Technical Information

User Information

Pagination

The Sheet Music images in the Historic American Sheet Music Project were arranged according to the following layout:

  • The images were numbered according to the order in which they were scanned, not according to the page numbers appearing on the pages of a piece.
  • When multiple copies of the same piece were available which were perfectly identical, the best copy was scanned.
  • When multiple copies of the same piece were available in which only the illustrated title page was different, the two illustrated title pages were scanned as image 1 and 2, followed by the best copy of the rest of the pages of the piece.
  • When multiple copies of the same piece were available in which the advertisements appearing in the piece were different, the advertisements are presented sequentially within the numbering scheme as in the following example:
    • Image 1 - Title Page
    • Image 2 - Advertisement from piece 1
    • Image 3 - Advertisement from piece 2
    • Image 4-6 - Best copy of music
    • Image 7 - Advertisement from piece 1
    • Image 8 - Advertisement from piece 2
    • Image 9 - Back page of piece 1
    • Image 10 - Back page of piece 2
  • In some instances the copies were different enough that they both merited scanning, but were not different enough to designate them as different editions. In these cases, the first piece was scanned followed by the second. For instance, piece one may occupy images 1-5 and piece two images 5-10. The occurrence of this is rare.

Printing

Users are welcome to print images from the Historic American Sheet Music Project for personal or research use (see Copyright). Printing depends largely upon your system and the type of software and printer you have. Acceptable printing has been obtained printing directly from Mozilla or Internet Explorer, but saving the image and printing it from a graphics program is also an option.
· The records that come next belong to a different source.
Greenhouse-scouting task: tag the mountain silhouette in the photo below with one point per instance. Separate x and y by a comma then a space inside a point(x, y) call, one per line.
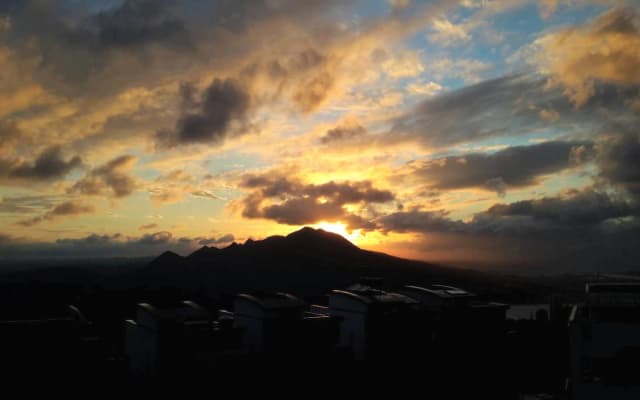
point(307, 262)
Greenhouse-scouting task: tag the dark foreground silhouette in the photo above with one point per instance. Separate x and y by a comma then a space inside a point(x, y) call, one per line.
point(313, 299)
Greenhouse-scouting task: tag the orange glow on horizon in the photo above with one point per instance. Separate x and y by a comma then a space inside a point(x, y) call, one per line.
point(341, 229)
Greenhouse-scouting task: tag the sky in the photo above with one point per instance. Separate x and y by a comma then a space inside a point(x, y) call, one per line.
point(477, 132)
Images and texts on these pages are intended for research or educational use only. Please read our Statement on use and reproduction for further information on how to receive permission to reproduce an item or how to cite it.

Sensitive Materials

This site includes historical materials that may contain offensive language or negative stereotypes reflecting the culture or language of a particular period or place. These items are presented as part of the historical record and do not reflect the values and beliefs of Duke University, the David M. Rubenstein Rare Book & Manuscript Library, or the Library of Congress/Ameritech, who provided funding for the project.

Selection, Indexing and Access

Selection of items

The items in this digital collection were selected from the cataloged and uncataloged material in the David M. Rubenstein Rare Book & Manuscript Library and represent a wide variety of musical styles. Because of the strength of Duke's holdings in Southern Americana, Confederate imprints in particular, all of the sheet music published in the South during the Civil War was selected. Only those significantly imperfect items (e.g., pages missing) were omitted. Even then, if the Duke item is unique, it was scanned.
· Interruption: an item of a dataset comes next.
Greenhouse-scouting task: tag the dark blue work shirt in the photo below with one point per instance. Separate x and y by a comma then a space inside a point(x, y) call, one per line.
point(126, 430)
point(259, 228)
A wide variety of types of music were selected, including bel canto, minstrel songs, protest songs, sentimental songs, patriotic and political songs, plantation songs, Civil War songs, spirituals, dance music, songs from vaudeville and musicals, "Tin pan alley" songs, and songs from World War I. Also included are piano music of marches, variations, opera excerpts, and dance music.

Every effort was made to select music that was representative of the time and genre. Among the many pieces for piano, for instance, there are simple dances for beginning piano students, duets of somewhat greater difficulty, and virtuoso works for the accomplished musician. There are a few songs with guitar, and a few with flute or violin accompaniment. There are even a few pieces for piano, 6 hands (imagine three children on a piano bench!). During the process of selecting items for digitization, we cooperated with Brown Univeristy, who also received a Library of Congress/Ameritech award for an African-American Sheet Music Digitizing Project. Although we have selected some similar editions, every attempt was made to avoid duplication. Thus the Duke collection includes only a small sample of dialect or plantation songs, which were the focus of the Brown project.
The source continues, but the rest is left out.